Esse tipo de suporte pode ajudar, por exemplo, com:

  • Orientação no “labirinto” de ofertas de cursos
  • Redação de cartas de motivação
  • Preparação para entrevistas seletivas
  • Construção de um plano B ou plano C realista

Importante: os pais não devem conduzir tudo por trás, sem o jovem. O adolescente precisa estar incluído e seguir como protagonista. Orientação deve fortalecer - não criar novas dependências.

Quando os conflitos explodem: armadilhas de comunicação na família

Na conversa sobre futuro, medos diferentes se chocam: os adolescentes temem “estragar a vida inteira”, enquanto os pais se preocupam com segurança financeira e perspectivas de carreira. Dessa mistura, surgem frases típicas que envenenam o clima.

Exemplos de frases que colocam pressão:

  • “Com essas notas, você pode esquecer isso.”
  • “Faz logo o que a gente está dizendo, a gente sabe melhor.”
  • “Se você não acelerar agora, todo o tempo na escola foi à toa.”

Em vez disso, ajudam perguntas que fazem o jovem pensar, sem colocá-lo na defensiva:

  • “O que exatamente te atrai nesse curso?”
  • “Que tipo de tarefa na escola você realmente gostava de assumir?”
  • “Quais das suas forças aparecem mais nesse caminho?”

"Quem pergunta de verdade e escuta transmite confiança - e abre espaço para que adolescentes encarem sua decisão com seriedade."

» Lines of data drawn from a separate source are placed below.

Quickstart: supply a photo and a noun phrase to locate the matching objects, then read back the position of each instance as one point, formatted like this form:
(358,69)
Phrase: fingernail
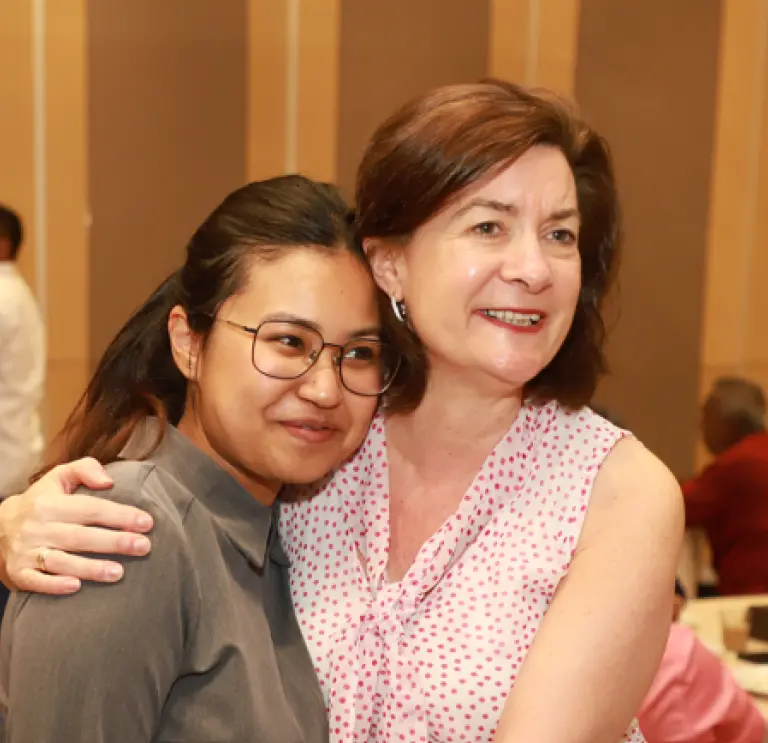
(114,572)
(141,545)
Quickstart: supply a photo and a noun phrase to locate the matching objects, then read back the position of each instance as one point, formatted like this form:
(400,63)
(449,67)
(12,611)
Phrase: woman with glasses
(496,561)
(259,363)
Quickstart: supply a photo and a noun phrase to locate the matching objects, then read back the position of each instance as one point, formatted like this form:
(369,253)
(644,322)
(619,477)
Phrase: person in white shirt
(22,364)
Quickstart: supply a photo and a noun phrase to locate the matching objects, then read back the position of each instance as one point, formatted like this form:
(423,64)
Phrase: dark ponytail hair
(137,376)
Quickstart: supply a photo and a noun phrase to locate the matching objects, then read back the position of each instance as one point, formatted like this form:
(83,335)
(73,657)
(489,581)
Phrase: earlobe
(184,342)
(384,257)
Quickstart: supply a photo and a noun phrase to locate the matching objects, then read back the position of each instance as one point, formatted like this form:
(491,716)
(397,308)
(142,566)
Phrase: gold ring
(41,556)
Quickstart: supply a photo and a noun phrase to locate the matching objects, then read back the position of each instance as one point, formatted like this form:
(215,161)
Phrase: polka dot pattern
(434,656)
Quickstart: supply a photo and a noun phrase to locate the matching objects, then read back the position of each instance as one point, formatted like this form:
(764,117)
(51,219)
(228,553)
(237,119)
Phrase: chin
(305,471)
(514,375)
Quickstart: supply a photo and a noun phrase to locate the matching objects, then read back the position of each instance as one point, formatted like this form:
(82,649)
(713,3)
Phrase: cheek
(568,283)
(232,391)
(361,411)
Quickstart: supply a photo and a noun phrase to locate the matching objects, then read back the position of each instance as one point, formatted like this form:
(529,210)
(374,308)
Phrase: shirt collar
(248,524)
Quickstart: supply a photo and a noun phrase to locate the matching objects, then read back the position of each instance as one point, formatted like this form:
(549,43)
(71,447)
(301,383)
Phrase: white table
(704,617)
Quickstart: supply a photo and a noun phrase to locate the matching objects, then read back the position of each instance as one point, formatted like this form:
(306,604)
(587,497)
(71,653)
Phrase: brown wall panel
(391,51)
(647,79)
(167,116)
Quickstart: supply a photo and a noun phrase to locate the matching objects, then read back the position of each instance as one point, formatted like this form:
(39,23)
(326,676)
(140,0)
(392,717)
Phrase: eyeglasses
(287,350)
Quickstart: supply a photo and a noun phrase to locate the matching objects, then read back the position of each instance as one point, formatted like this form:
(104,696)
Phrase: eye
(488,229)
(362,354)
(563,236)
(288,343)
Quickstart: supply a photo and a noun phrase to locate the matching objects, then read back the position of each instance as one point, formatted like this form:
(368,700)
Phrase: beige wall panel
(558,35)
(756,338)
(67,379)
(511,56)
(733,240)
(67,248)
(167,120)
(267,60)
(534,42)
(17,185)
(634,61)
(317,106)
(391,51)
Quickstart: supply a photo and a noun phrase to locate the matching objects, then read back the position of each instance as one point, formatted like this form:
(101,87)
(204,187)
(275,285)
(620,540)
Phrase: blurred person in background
(22,368)
(694,697)
(729,498)
(22,363)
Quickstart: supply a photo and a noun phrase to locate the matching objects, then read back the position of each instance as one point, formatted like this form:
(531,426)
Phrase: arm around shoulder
(601,641)
(97,666)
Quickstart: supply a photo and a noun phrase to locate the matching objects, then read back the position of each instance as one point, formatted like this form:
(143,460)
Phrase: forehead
(315,283)
(541,178)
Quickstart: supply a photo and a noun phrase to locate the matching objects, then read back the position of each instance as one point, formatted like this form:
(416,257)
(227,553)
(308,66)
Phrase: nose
(321,385)
(525,262)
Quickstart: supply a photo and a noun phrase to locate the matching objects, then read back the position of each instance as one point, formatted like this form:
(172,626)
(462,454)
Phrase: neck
(458,416)
(263,490)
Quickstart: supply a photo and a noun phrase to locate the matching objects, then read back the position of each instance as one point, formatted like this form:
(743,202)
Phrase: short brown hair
(448,139)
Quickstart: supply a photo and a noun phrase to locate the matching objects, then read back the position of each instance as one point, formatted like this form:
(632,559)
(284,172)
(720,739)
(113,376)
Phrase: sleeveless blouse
(434,656)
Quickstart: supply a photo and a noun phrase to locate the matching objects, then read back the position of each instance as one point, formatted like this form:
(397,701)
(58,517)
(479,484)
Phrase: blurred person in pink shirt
(695,699)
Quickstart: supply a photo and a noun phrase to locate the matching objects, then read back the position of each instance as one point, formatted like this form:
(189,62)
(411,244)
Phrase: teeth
(513,318)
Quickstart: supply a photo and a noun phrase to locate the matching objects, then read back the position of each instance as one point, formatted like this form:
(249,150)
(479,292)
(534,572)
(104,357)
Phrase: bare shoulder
(634,490)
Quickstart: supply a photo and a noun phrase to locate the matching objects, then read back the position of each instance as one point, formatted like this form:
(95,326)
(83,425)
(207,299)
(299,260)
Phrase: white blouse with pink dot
(433,657)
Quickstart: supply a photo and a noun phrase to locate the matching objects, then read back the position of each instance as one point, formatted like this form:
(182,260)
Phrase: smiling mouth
(518,319)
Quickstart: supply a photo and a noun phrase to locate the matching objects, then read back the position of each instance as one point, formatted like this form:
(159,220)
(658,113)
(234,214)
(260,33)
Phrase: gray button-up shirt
(198,642)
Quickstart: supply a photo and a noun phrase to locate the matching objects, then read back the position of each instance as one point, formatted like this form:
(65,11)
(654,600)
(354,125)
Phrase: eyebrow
(511,209)
(365,332)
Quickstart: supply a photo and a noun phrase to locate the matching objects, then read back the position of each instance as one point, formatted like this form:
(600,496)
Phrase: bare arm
(43,518)
(99,666)
(602,639)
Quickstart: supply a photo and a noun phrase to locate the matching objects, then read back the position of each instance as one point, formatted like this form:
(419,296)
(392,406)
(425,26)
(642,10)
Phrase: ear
(387,262)
(185,344)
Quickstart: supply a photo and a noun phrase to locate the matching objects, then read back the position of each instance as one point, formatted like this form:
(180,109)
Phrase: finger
(68,477)
(90,509)
(76,538)
(73,566)
(37,582)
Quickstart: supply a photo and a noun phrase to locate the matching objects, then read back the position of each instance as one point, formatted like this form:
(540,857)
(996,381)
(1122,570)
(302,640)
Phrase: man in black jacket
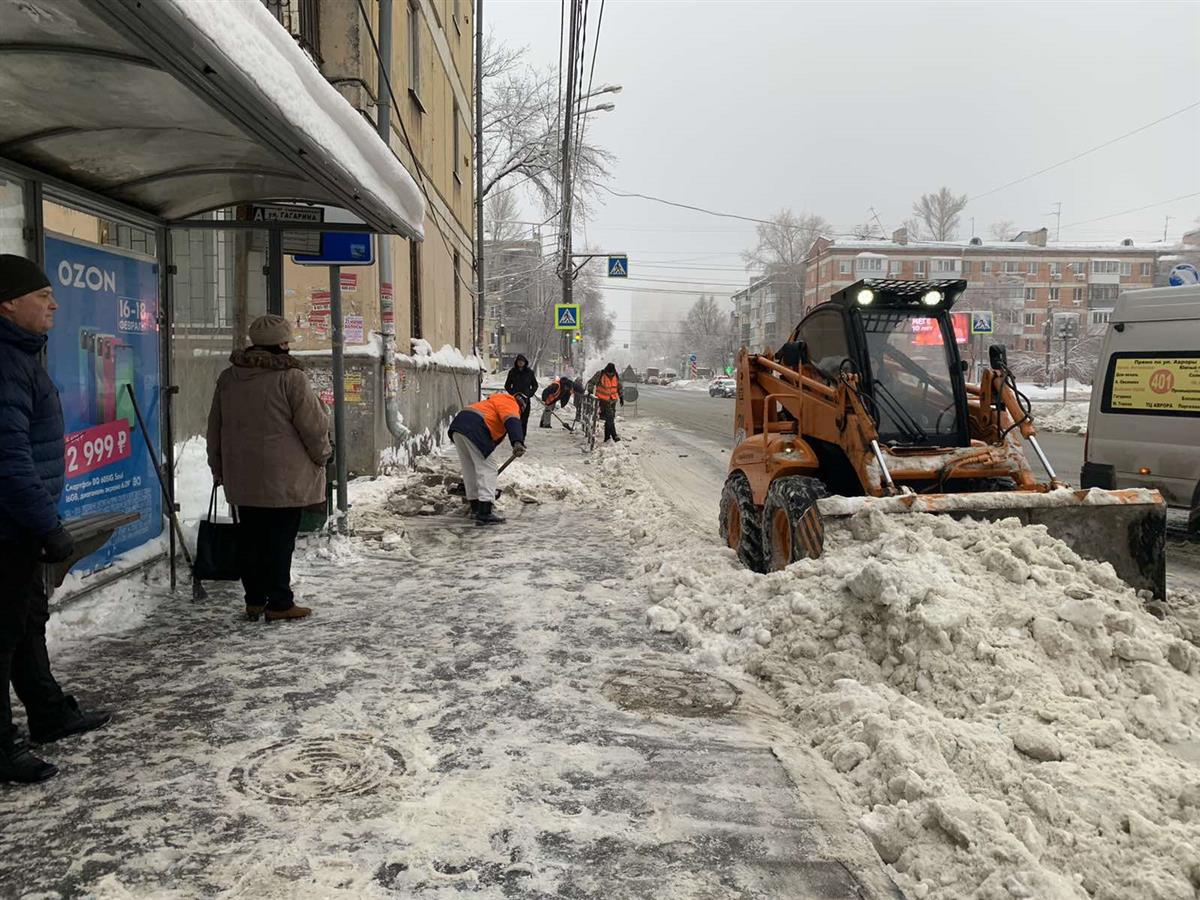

Por que essa etapa é mais do que um formulário online

À primeira vista, o Parcoursup parece um procedimento técnico, feito de prazos e documentos. Na prática, ele marca uma virada: é quando muitos adolescentes, pela primeira vez, se perguntam de forma consciente para onde a vida pode apontar. Os pais ficam ao mesmo tempo na margem - e no centro - do processo.

Quando a família aproveita esse período para conversar sobre valores, interesses, pontos fortes e limites, cria uma base que vai muito além da escolha do curso. O adolescente entende: precisa sustentar a decisão por conta própria - mas não está sozinho. E os pais percebem: é possível soltar sem abandonar a responsabilidade.

Assim, aquilo que parecia um terror burocrático pode virar um campo de aprendizado para todos: responsabilidade, confiança e coragem para lidar com a incerteza.